Free self-hosted deployment on consumer-grade hardware (tiny model runs on CPU; medium on 5GB VRAM GPU) covers podcast and video subtitle workflows at zero per-minute cost; managed API at $0.006/minute covers one-hour podcast transcription for $0.36; no real-time streaming means Whisper is unsuitable for live captioning workflows.
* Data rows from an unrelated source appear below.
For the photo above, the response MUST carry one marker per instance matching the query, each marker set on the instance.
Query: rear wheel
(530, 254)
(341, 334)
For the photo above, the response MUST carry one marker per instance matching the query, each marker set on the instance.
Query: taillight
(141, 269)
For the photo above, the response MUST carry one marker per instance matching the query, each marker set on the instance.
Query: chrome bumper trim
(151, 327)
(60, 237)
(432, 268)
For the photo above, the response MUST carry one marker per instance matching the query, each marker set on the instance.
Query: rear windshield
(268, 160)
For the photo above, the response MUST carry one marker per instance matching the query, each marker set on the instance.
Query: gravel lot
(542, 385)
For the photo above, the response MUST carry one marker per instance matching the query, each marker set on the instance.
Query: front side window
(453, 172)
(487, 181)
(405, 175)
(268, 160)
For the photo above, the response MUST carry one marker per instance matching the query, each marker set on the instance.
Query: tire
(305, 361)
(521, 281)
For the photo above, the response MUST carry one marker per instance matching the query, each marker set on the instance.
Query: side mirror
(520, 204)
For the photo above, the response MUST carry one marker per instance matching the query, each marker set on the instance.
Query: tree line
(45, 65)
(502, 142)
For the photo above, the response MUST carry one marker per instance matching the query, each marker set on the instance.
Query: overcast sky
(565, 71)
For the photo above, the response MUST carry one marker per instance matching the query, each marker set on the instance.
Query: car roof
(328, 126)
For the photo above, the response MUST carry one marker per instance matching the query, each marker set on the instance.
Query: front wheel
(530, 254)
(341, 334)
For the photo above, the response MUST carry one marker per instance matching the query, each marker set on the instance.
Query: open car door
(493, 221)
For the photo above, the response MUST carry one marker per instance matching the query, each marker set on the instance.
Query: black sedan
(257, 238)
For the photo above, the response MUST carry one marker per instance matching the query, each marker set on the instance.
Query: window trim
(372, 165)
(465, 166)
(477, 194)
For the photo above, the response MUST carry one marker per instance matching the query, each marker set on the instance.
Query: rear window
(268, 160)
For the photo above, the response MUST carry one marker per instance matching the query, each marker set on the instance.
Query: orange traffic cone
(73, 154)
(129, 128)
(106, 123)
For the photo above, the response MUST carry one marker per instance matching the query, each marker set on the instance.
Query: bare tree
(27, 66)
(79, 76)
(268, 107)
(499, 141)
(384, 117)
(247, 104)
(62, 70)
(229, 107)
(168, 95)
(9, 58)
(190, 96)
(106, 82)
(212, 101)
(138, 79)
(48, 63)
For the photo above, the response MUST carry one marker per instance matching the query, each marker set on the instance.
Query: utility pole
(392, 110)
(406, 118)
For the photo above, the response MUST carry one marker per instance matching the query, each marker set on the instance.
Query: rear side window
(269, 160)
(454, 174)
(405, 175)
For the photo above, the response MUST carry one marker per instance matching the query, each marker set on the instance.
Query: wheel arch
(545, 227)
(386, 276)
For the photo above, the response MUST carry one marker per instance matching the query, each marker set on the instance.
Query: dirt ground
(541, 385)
652 fine-tuned Whisper derivative models on Hugging Face cover specialised transcription domains; faster-whisper with CTranslate2 INT8 quantization achieves 4x additional throughput for high-volume pipelines; word-level timestamps enable downstream analytics (talk-time ratio, silence detection) without additional tooling; call-centre telephony quality audio produces 17.7% WER requiring post-correction in call analytics applications.
Consider These Instead
Choose Deepgram Nova-3 when real-time streaming transcription with sub-second latency, native speaker diarization, or telephony-optimised audio processing is required — Deepgram is approximately 15x faster than the managed Whisper API for streaming applications and its Nova-2 model is priced at $0.0043/minute for production volume. Choose AssemblyAI when a managed API with built-in speaker diarization, sentiment analysis, entity detection, and content moderation is needed without building post-processing pipelines — AssemblyAI provides these features as first-class API outputs not requiring separate model calls. Choose Google Cloud Speech-to-Text when integration with Google Cloud infrastructure, long-form streaming audio, and enterprise SLAs backed by Google's support tier are the organisational requirement — Google's API supports telephony-optimised models with streaming that Whisper does not.